Aveux forcés, taux de condamnation de 99,9 %

Cette pratique « crée un environnement qui favorise les interrogatoires musclés et risque d'aboutir à des aveux forcés et des condamnations injustifiées », estime Amnistie internationale, contacté par l'AFP.  

C'est un héritage des années chaotiques de l'après-guerre, quand le Japon, soucieux de rétablir rapidement l'ordre, conféra un pouvoir accru aux procureurs, au détriment des droits des suspects.

La confession est considérée par policiers et procureurs comme la clé de voûte du dossier, ouvrant la voie à la vérité, même si les expériences d'autres pays ont montré qu'il fallait s'en méfier, explique Mme Sasakura.  

« Tout se joue pendant les investigations, pas pendant le procès » à l'issue duquel l'accusé est jugé coupable dans 99,9 % des cas.  

« C'est incompréhensible qu'ils s'obstinent à user de cette vieille méthode, quand il y en a de meilleures », poursuit-elle. D'autant qu'elle a abouti à des erreurs judiciaires notables.

En 2009, une haute fonctionnaire du ministère de la Santé avait ainsi été arrêtée pour escroquerie présumée et détenue des mois. Elle sera finalement blanchie et des membres du parquet poursuivis pour falsification de preuves.

De même quatre condamnés à mort ont-ils bénéficié, au cours des dernières décennies, d'un nouveau procès au terme duquel ils ont été innocentés et libérés après des années à l'isolement.  

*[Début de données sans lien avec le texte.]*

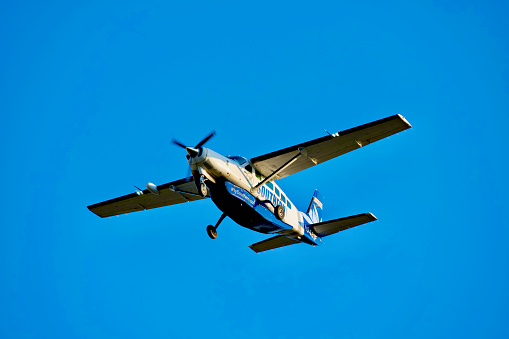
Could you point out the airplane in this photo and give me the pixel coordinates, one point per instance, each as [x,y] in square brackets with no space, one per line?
[246,191]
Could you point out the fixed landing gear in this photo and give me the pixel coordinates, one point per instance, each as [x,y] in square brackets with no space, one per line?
[212,230]
[203,186]
[203,189]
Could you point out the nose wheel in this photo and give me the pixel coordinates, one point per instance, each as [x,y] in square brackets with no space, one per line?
[212,230]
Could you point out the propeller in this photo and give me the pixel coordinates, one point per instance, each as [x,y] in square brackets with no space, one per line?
[193,151]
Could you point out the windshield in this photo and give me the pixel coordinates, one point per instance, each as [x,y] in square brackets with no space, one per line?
[239,160]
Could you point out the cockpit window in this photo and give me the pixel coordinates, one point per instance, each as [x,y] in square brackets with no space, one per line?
[238,160]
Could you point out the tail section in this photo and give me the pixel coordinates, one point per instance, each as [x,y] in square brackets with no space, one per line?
[315,209]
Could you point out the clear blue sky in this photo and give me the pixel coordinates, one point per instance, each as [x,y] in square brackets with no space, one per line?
[91,94]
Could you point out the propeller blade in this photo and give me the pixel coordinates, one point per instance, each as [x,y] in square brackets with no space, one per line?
[178,143]
[207,138]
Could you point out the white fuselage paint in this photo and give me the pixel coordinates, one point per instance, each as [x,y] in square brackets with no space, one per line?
[215,166]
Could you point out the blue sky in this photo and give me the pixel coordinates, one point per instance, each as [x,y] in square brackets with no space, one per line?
[91,94]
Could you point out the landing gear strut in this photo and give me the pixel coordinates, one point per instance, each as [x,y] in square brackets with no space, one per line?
[212,230]
[203,186]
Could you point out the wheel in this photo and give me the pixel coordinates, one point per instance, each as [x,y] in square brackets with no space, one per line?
[280,212]
[211,231]
[203,189]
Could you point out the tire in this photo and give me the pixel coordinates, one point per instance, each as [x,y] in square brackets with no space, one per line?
[211,231]
[203,189]
[279,212]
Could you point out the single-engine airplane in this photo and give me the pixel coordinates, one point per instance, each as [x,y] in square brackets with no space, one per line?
[245,190]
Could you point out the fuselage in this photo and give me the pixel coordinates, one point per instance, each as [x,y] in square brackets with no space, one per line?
[231,181]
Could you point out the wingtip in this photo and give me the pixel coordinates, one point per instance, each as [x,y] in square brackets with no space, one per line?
[405,120]
[371,216]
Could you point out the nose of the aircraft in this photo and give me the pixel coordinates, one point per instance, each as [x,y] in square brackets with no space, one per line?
[193,152]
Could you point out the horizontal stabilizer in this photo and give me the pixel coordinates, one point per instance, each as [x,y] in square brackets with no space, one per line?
[333,226]
[271,243]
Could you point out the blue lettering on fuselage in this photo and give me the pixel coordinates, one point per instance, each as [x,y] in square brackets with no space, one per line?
[266,194]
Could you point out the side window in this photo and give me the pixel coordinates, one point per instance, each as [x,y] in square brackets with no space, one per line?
[258,175]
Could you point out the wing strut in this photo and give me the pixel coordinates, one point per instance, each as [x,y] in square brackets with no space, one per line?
[302,151]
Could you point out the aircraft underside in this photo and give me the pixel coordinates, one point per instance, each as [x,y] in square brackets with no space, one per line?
[241,212]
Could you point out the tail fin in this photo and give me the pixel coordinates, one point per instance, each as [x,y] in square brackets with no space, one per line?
[315,209]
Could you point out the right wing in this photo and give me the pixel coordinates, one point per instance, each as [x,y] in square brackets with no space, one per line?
[172,193]
[271,243]
[333,226]
[328,147]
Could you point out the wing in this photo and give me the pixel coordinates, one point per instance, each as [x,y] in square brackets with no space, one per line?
[271,243]
[172,193]
[328,147]
[326,228]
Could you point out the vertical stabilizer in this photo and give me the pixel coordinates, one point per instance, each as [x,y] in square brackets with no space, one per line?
[315,209]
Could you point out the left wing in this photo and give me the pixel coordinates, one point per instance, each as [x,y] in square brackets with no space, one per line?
[271,243]
[172,193]
[328,147]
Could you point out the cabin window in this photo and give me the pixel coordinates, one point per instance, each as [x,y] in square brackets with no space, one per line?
[258,175]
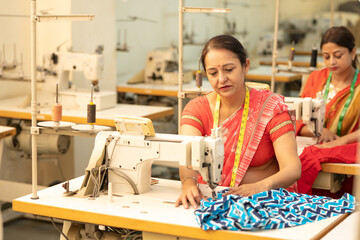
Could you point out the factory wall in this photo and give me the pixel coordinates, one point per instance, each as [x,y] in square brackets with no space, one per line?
[252,19]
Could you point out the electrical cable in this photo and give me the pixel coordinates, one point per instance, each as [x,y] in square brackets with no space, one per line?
[61,232]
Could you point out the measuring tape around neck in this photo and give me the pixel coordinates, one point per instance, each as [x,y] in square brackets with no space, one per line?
[241,132]
[348,100]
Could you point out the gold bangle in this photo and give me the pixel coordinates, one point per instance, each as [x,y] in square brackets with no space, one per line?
[182,181]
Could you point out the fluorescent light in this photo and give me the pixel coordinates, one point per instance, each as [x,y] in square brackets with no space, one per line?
[207,10]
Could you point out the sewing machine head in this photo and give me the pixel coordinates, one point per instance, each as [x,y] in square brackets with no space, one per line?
[90,64]
[310,111]
[125,157]
[61,65]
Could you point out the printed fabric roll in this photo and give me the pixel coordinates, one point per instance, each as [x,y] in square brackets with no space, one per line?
[273,209]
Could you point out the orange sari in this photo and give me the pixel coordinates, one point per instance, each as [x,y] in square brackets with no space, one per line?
[264,105]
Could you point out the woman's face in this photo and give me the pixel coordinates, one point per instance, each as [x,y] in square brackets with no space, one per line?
[225,72]
[337,58]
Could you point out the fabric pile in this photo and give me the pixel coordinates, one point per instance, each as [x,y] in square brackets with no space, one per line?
[273,209]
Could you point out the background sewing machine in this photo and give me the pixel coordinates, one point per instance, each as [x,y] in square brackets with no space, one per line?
[126,156]
[312,113]
[161,67]
[58,68]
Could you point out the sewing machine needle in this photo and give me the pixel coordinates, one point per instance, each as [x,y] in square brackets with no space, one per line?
[213,193]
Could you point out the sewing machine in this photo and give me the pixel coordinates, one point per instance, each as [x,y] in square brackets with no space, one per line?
[125,156]
[310,111]
[60,65]
[162,67]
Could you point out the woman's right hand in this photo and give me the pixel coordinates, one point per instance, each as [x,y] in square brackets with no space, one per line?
[191,194]
[327,136]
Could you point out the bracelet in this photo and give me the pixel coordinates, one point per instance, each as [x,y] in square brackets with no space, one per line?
[182,181]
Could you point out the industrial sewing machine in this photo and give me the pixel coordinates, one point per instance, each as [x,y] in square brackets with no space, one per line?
[124,157]
[61,64]
[162,67]
[310,111]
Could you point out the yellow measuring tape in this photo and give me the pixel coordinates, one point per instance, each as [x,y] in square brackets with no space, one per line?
[241,133]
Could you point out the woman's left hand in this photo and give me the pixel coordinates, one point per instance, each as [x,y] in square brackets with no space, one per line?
[246,190]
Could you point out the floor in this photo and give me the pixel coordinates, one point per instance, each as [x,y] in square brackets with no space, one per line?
[30,229]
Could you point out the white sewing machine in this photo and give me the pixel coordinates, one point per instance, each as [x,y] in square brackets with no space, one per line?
[162,67]
[310,111]
[125,156]
[71,97]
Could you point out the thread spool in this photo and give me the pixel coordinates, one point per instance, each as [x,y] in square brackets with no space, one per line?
[91,113]
[291,55]
[313,60]
[91,108]
[110,192]
[56,112]
[198,79]
[56,109]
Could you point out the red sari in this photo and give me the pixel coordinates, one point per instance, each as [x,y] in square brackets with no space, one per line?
[312,156]
[268,119]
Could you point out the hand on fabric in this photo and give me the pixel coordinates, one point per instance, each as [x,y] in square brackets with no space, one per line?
[327,136]
[338,142]
[190,194]
[246,190]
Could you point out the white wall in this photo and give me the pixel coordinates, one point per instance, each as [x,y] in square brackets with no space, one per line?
[254,16]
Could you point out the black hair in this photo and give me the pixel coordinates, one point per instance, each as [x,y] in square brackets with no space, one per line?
[340,36]
[224,42]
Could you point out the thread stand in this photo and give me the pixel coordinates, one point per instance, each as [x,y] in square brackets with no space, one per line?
[56,115]
[91,118]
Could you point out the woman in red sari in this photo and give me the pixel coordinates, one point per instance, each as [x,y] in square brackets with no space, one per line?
[339,84]
[258,134]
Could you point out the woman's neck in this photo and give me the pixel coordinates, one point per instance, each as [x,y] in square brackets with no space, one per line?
[233,103]
[343,79]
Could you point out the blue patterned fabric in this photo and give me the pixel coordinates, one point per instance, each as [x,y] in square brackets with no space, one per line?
[273,209]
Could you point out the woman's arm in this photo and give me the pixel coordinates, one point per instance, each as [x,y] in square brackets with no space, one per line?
[289,168]
[347,139]
[190,191]
[325,136]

Statu quo face aux critiques

« Protéger les droits d'un suspect est une tâche extrêmement difficile, gagner l'empathie du public aussi », relève Hirofumi Uchida, expert de l'université de Kyushu. Très souvent, la presse s'empresse d'accabler le gardé à vue, lui laissant peu de chances de rétablir sa réputation même s'il est relâché plus tard sans charges.  

« Il faut élever le système à la hauteur des normes internationales », lance l'expert, joignant sa voix aux avocats de la défense et militants des droits de l'homme. Et de préconiser des gardes à vue plus courtes, des avocats présents pendant les auditions et des juges qui ne s'appuieraient pas autant sur les aveux.

« Si rien ne change, le sujet pourrait devenir une source de discorde internationale », prévient M. Uchida, alors que certains en France se sont offusqués du traitement réservé à Carlos Ghosn.

Mais l'opinion publique japonaise paraît réticente à toute réforme, dans un archipel très sûr où crimes, prisons et tribunaux apparaissent au quidam comme un autre monde. De cette sécurité, les procureurs, juges et policiers s'estiment garants par leur travail, souligne le professeur.

Les autorités insistent aussi sur la culture unique du Japon, balayant les remarques venues de l'étranger.

« Chaque pays a sa propre histoire, sa propre tradition, ses propres systèmes judiciaires. Je ne critique pas les règles des autres pays juste parce qu'elles sont différentes, et je trouve cela malvenu de le faire », a ainsi déclaré la semaine dernière Shin Kukimoto, procureur adjoint de Tokyo.